再エネ導入で変わる電力系統運用、将来必要な「調整力」の試算結果と今後の課題エネルギー管理(1/5 ページ)

再エネなどの自然変動電源の導入拡大によって、電力系統の安定運用のための「調整力」の確保が重要になっている。広域的運営推進機関の「調整力及び需給バランス評価等に関する委員会」では、中長期的に必要な調整力量やその確保の見通しの試算結果が公表された。

» 2023年10月27日 07時00分 公開
[梅田あおばスマートジャパン]

 需給調整市場の開始により、一般送配電事業者は2024年度以降、すべての調整力を需給調整市場で調達することとなる。

 今後の自然変動電源の増加に伴い、調整力の必要量は増加する可能性があると同時に、現在の主な調整力リソースである火力電源の退出などにより、中長期的には調整力リソースの設備量が不足することも考えられる。

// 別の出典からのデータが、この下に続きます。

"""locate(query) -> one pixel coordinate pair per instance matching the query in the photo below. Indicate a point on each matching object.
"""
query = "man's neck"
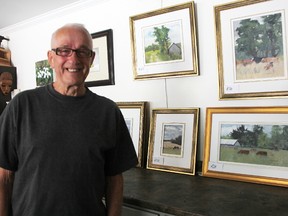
(70, 90)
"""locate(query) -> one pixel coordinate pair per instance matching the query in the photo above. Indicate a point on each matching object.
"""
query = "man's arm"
(6, 184)
(114, 195)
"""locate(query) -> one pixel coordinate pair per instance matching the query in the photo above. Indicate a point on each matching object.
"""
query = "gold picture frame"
(135, 115)
(247, 144)
(251, 49)
(173, 140)
(173, 55)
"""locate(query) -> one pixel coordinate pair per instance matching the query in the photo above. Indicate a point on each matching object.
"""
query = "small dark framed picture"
(102, 69)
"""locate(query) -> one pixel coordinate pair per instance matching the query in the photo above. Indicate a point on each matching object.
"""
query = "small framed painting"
(173, 140)
(247, 144)
(102, 70)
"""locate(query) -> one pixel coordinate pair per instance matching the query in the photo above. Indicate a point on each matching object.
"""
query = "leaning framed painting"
(135, 115)
(252, 49)
(102, 69)
(164, 42)
(247, 144)
(173, 140)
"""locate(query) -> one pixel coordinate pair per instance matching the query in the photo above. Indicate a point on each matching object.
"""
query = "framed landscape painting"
(252, 48)
(135, 115)
(173, 140)
(247, 144)
(164, 42)
(102, 70)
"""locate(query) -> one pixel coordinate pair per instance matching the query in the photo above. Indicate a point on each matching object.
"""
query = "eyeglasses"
(67, 52)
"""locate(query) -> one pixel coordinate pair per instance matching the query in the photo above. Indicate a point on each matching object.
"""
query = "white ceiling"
(15, 11)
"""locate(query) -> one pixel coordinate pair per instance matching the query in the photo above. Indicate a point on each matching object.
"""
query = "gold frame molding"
(248, 163)
(228, 88)
(139, 139)
(186, 67)
(173, 158)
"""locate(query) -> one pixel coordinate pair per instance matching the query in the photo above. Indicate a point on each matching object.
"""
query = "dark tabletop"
(184, 195)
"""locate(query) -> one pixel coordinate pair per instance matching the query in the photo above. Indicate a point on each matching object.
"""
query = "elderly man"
(62, 147)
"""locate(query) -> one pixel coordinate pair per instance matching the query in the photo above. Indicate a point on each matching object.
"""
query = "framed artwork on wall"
(8, 79)
(44, 73)
(252, 49)
(247, 144)
(164, 42)
(102, 69)
(173, 140)
(135, 115)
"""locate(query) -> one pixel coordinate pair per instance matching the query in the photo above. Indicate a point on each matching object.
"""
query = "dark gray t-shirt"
(61, 148)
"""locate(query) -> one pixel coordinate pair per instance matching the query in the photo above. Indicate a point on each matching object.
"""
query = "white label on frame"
(215, 166)
(231, 88)
(158, 160)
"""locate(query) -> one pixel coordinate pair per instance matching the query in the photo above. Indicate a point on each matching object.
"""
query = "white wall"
(30, 40)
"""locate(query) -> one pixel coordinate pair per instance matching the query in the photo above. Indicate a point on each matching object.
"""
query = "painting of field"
(172, 139)
(261, 144)
(259, 47)
(266, 69)
(254, 156)
(163, 43)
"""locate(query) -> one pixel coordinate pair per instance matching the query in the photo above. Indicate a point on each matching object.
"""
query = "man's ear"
(50, 58)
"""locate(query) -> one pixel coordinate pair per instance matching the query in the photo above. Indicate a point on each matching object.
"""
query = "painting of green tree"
(44, 73)
(163, 42)
(258, 46)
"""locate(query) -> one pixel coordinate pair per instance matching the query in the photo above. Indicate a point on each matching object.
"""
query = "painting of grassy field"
(251, 156)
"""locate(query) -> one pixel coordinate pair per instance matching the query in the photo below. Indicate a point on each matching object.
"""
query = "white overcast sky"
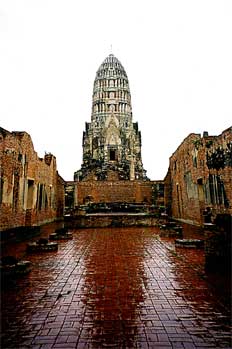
(177, 55)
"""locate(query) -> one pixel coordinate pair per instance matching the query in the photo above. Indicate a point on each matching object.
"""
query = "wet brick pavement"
(114, 288)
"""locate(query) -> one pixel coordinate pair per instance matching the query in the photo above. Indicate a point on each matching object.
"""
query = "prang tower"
(111, 141)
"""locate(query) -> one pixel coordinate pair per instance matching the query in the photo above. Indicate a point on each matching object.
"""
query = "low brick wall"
(102, 221)
(114, 191)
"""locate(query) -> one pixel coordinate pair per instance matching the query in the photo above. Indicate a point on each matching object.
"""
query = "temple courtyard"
(115, 288)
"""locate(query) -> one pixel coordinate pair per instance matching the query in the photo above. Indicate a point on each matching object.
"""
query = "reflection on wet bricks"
(114, 288)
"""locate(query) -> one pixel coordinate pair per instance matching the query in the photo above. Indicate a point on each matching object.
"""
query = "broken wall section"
(200, 178)
(31, 190)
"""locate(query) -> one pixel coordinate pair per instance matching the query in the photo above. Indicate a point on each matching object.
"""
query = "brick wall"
(114, 191)
(31, 191)
(200, 176)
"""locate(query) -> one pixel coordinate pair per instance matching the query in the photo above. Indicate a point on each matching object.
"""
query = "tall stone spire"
(111, 141)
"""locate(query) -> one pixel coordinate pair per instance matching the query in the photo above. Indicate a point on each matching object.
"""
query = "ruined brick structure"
(31, 190)
(112, 169)
(199, 178)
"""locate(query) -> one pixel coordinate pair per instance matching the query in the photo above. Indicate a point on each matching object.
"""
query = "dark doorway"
(112, 155)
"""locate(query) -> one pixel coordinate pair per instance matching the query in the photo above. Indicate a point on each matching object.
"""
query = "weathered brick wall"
(31, 191)
(200, 176)
(114, 191)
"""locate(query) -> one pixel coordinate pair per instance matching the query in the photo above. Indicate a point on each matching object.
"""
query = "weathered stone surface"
(31, 190)
(199, 180)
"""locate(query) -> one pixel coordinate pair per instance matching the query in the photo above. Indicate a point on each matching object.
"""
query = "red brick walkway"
(114, 288)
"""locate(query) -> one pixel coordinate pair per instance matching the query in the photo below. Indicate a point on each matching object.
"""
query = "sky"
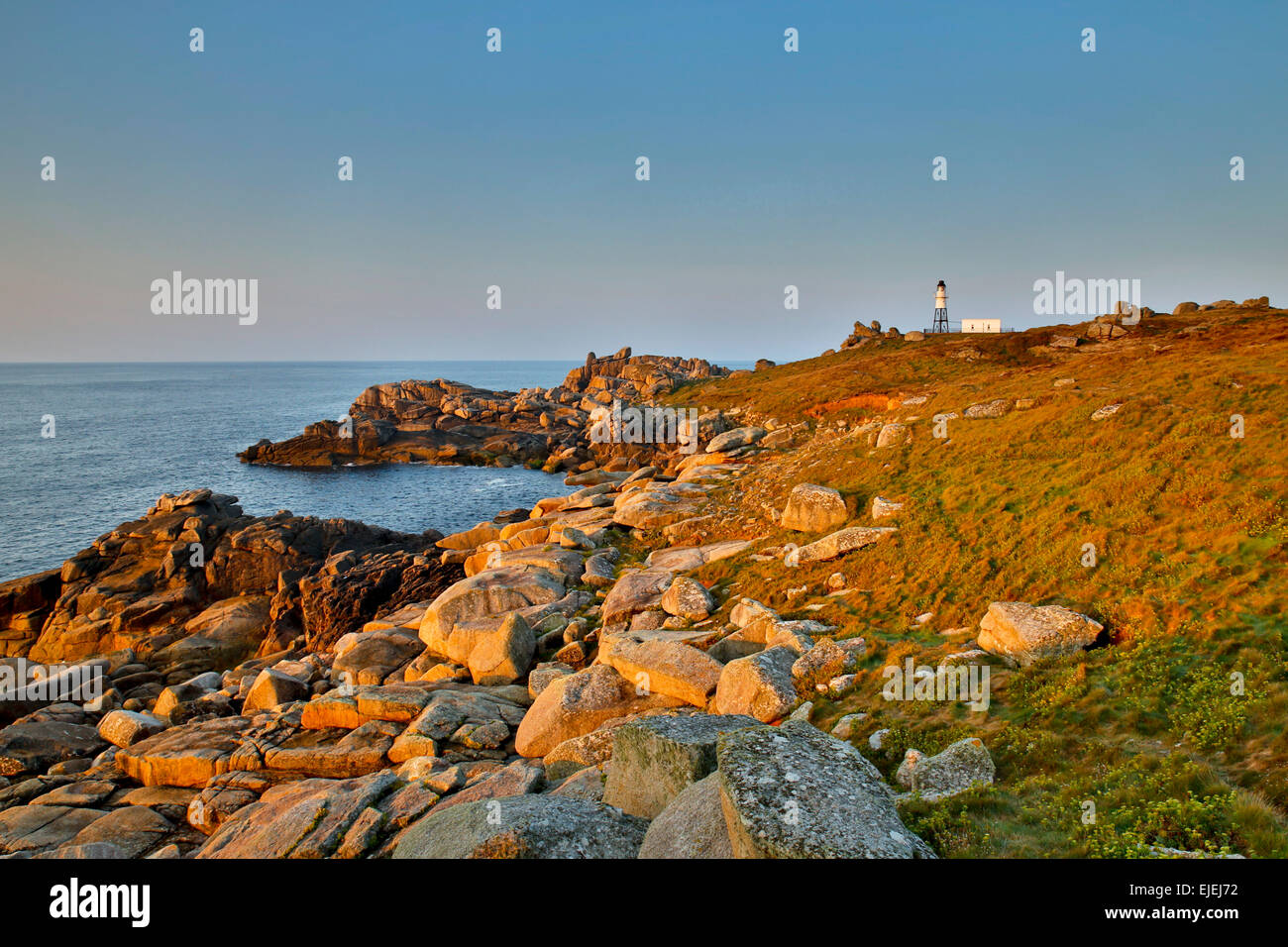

 調整力リソースの新設や設備量増加には、一定のリードタイムが必要であるため、広域的運営推進機関の「調整力及び需給バランス評価等に関する委員会」では、中長期的な調整力確保の在り方について検討を開始した。

 主な論点は、中長期に求められる調整力の機能、確保すべき調整力設備量、その確保方法等であり、調整力委員会の第91回会合では、中長期での調整力必要量・調整力設備量の充足に関する試算結果が報告された。

図1.中長期的な調整力の充足の確認 出典:調整力及び需給バランス評価等に関する委員会

中長期に確保すべき調整力の機能

 現行の需給調整市場では制御機能や応動時間等に応じて、一次調整力から三次調整力②までの5つ商品が設けられている。これら5つの商品を単純に機能のみで大きく区分すると、GF機能(ガバナフリー)、LFC機能(Load Frequency Control:負荷周波数制御)、EDC機能(Economic load Dispatching Control:経済負荷配分制御)の3つの機能に分類される。

 中長期的に確保する調整力の機能については、需給調整市場の商品区分と同様とする案、GF等の機能ごとに確保するという案の2つが考えられる。

 調整力機能については、調整力の確保方法や確保量の検討と密接に関係するため、委員会ではこれらの論点とセットで詳細を検討していく予定としている。